# Red River



## scubasteve (May 6, 2008)

Anyone bowfish on the Red River? If so, where? I'm looking for places to shoot from shore within a reasonable drive from the FM area.


----------



## roughfishfever22 (Apr 30, 2008)

I'm not sure of the regulations about having a bow in town but I live in Moorhead and last year I went with a buddy who was spearing a bunch of carp right around the rural area in where it was flooded. Since the river is finally rising again they should be back in those spots soon. You shoud try to find out if it is legal to bowfishing inside city limits because if it is I know a few places that had a lot of carp in them last year and I'd be happy to go try to shoot a couple with you. I just never have because I don't want to take the chance of losing my bow and there is nothing in the regulations, that I can find anyways, that says anything about bowfishing in town on public property? I don't know what a police officer would say if he came upon a couple bowfisherman in a park


----------



## scubasteve (May 6, 2008)

No it's not. It is not even legal to target practice in your backyard with a bow in city limits. 

I was looking for more of a 20-30 min drive from town location on the red or other near by river.

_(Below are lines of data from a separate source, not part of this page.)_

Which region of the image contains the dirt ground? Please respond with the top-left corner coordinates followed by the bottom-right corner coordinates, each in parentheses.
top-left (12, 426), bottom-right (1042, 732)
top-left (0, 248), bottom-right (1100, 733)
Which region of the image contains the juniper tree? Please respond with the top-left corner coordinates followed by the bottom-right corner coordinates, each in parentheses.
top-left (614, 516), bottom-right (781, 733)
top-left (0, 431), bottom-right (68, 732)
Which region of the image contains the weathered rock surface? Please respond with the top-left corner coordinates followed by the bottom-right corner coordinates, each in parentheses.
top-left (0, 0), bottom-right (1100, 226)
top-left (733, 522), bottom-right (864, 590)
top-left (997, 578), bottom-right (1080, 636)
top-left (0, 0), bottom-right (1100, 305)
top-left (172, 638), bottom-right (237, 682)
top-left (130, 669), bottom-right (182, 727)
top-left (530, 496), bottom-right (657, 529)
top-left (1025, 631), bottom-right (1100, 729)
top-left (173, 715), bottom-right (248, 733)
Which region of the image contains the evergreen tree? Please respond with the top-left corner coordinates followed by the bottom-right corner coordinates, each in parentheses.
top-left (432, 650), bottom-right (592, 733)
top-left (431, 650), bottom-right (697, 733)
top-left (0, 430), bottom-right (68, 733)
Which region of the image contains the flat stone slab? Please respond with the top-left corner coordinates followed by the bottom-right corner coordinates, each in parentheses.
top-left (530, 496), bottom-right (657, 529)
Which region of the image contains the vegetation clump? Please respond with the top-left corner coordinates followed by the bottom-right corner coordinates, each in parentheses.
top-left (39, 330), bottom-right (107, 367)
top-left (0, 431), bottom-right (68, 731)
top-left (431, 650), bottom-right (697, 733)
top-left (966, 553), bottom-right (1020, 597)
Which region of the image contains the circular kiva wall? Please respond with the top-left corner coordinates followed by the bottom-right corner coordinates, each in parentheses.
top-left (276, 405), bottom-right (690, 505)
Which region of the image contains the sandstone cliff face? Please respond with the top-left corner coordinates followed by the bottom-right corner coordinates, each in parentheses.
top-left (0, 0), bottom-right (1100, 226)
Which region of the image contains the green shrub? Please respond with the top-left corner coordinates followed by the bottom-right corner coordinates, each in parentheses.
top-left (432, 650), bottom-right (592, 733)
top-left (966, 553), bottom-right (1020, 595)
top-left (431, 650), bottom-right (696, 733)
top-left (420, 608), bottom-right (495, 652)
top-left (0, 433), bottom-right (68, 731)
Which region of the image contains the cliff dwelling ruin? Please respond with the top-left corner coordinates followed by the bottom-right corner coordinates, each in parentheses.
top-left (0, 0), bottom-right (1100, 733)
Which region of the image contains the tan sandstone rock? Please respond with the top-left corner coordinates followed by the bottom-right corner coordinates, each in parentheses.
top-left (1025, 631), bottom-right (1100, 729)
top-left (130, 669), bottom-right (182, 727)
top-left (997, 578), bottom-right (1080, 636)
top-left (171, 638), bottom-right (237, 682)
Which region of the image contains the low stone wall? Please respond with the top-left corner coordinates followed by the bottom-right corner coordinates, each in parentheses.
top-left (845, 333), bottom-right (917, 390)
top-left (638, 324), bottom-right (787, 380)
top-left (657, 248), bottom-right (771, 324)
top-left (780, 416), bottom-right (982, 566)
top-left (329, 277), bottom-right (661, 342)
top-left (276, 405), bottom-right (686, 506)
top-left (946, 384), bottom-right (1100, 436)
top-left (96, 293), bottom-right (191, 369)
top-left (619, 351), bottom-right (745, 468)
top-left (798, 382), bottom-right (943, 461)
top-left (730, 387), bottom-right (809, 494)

I do most of my shooting in SD.....just sucks having to wait for a weekend to get down there.


----------



## roughfishfever22 (Apr 30, 2008)

that what i figured. I'm in the same boat as you I work up hear all weekend and then run down to the detroit lakes area on the weekends and get as much time on the water as possible but it sucks not having a place to go for an hour after work to shoot. It is too bad that its not legal because I know you could have a hayday in Gooseberry and over by the dike when it floods.


----------



## scubasteve (May 6, 2008)

Where in the DL area do you shoot? Shore or boat?


----------



## roughfishfever22 (Apr 30, 2008)

I shoot mostly from in a boat just because the action is alot better because you can go after the fish. I do have a few decent spots from land and a couple bridges that have been good shooting in the past, but the problem with those spots is that you usually only get a couple shots then all the carp get spooked out. So hopefully this weekend if the walleyes don't want to bite i can go get some carp shooting in. As for the area we usually stick right around the Frazee lakes. There are more carp in Wemar and Graham than what me and my buddies can shoot.


----------



## goosehunter20 (Oct 19, 2006)

The law must be different in minnesota than south dakota because we shoot carp off the spillway right in the middle of town and have never had a problem with it being illegal.


----------